Ceux qui suivent attentivement l’actualité politique du pays savent qu’un des événements les plus importants de cette année sera la tenue des Primaires ouvertes de la droite et du centre. Organisées en novembre, leur but sera de désigner un candidat unique aux élections présidentielles de 2017.

On en connaît déjà certains candidats, tous ne s’étant pas encore déclaré : François Fillon, Bruno Le Maire, Alain Juppé et bien sûr, celui qui est revenu pour se sauver, Nicolas Sarkozy.

Alors que ce sera la première fois que le grand parti de la droite (autoproclamée républicaine) organisera une telle élection, les inquiétudes commencent à se multiplier chez LR. En effet, les militants et les élus du parti ont encore le souvenir de la guerre entre François Fillon et Jean-François Copé à l’occasion des élections pour la présidence de l’UMP, fin 2012. Entre petites phrases assassines et accusations de tricherie, le débat public n’était pas sorti grandi de cet épisode. Il est d’ailleurs amusant de voir que l’ancien premier ministre de Sarkozy a d’ores et déjà annoncé sa candidature tandis que le second, Jean-François Copé, tente à tout prix de revenir malgré les casseroles qu’il traîne suite à l’affaire Bygmalion.

A Aulnay, on se souvient aussi que le maire, Bruno Beschizza, avait soutenu bec et ongles Jean-François Copé, lui organisant même un meeting à la salle Chanteloup où fort peu d’Aulnaysiens avaient fait le déplacement. Il faut dire que le candidat Beschizza était redevable à son président de parti de l’avoir parachuté sur la ville entre 2013 et 2014. Le maire s’est depuis reconverti au sarkozysme de ses premiers jours, de plus en plus dur au vu des dernières purges à la tête du parti de droite.

Or, tous les élus de droite ne sont pas aussi fanatisés à Aulnay. Depuis quelques semaines, quelques élus ont fait entendre une voix discordante et ont décidé de soutenir ouvertement Alain Juppé dans le cadre des Primaires. C’est le cas de Frank Canarozzo et de Fouad El Kouradi, tous deux adjoints au maire, qui ne se reconnaissent officiellement plus dans les positions clivantes et extrêmes de l’ancien Président de la République.

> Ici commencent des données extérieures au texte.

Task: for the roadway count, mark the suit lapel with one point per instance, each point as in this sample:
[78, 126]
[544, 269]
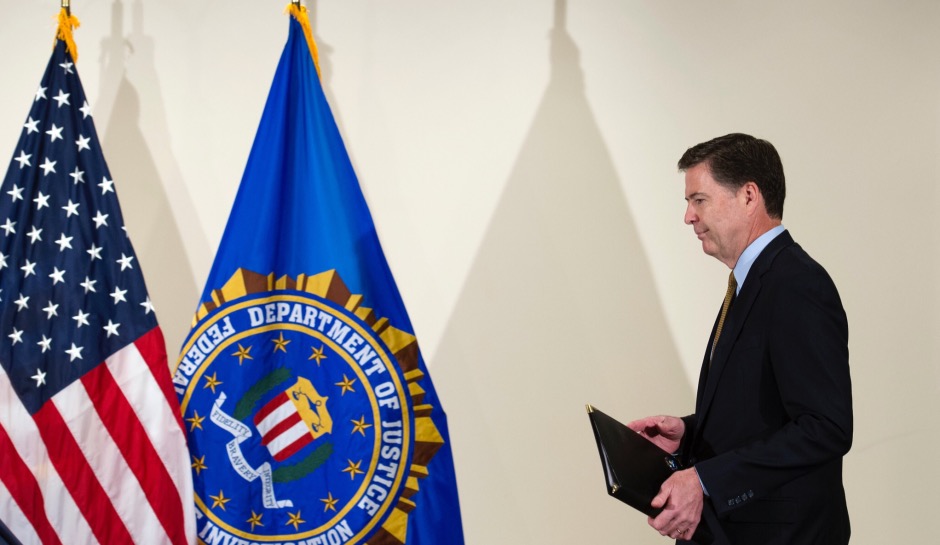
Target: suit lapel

Cependant, ce que l’on ne vous dit pas, c’est que derrière ces soutiens affichés se cachent des querelles internes prêtes à exploser. On se rappelle par exemple des bruits qui circulaient sur le fait que Bruno Beschizza avait tenté de faire disparaître Fouad El Kouradi de sa liste de second tour lors des municipales. On suppose aussi que Frank Canarozzo apprécie mal le fait d’être complètement mis à l’écart de la majorité municipale après avoir été un pilier de l’opposition à Gérard Ségura entre 2008 et 2014. Peut-être aussi qu’à l’image des électeurs qui ont voté pour lui, certains de ses élus se sentent trompés et floués par ses promesses de campagne non-tenues. L’obsession du maire d’être candidat à une élection différente tous les six mois semble en effet mal passer. « Candidat partout, maire nulle part » se murmure dans les couloirs de l’Hôtel de ville.

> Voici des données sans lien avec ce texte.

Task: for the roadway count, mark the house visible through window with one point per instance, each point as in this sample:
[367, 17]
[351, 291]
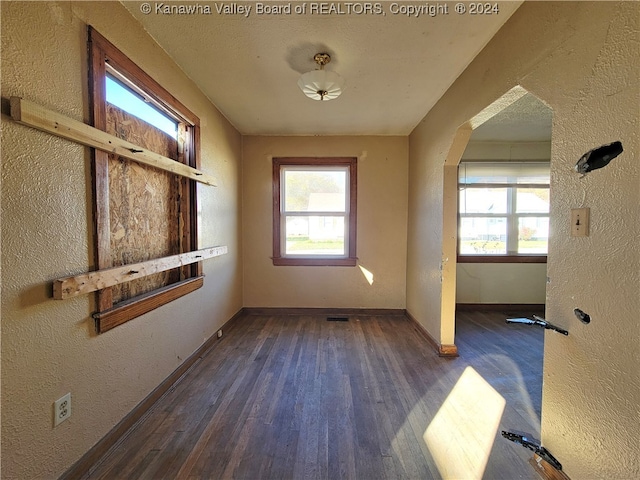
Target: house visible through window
[503, 209]
[126, 99]
[314, 211]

Bruno Beschizza, déjà affaibli par ses très mauvais résultats aux élections régionales (alors qu’il était tête de liste départementale), désavoué par Valérie Pécresse qui ne lui a pas accordé de vice-présidence, devrait se méfier de cet embryon de fronde dans sa majorité.

Si les rumeurs de sa candidature aux élections législatives de 2017 se confirment, la situation dans le conseil municipal risque de devenir explosive.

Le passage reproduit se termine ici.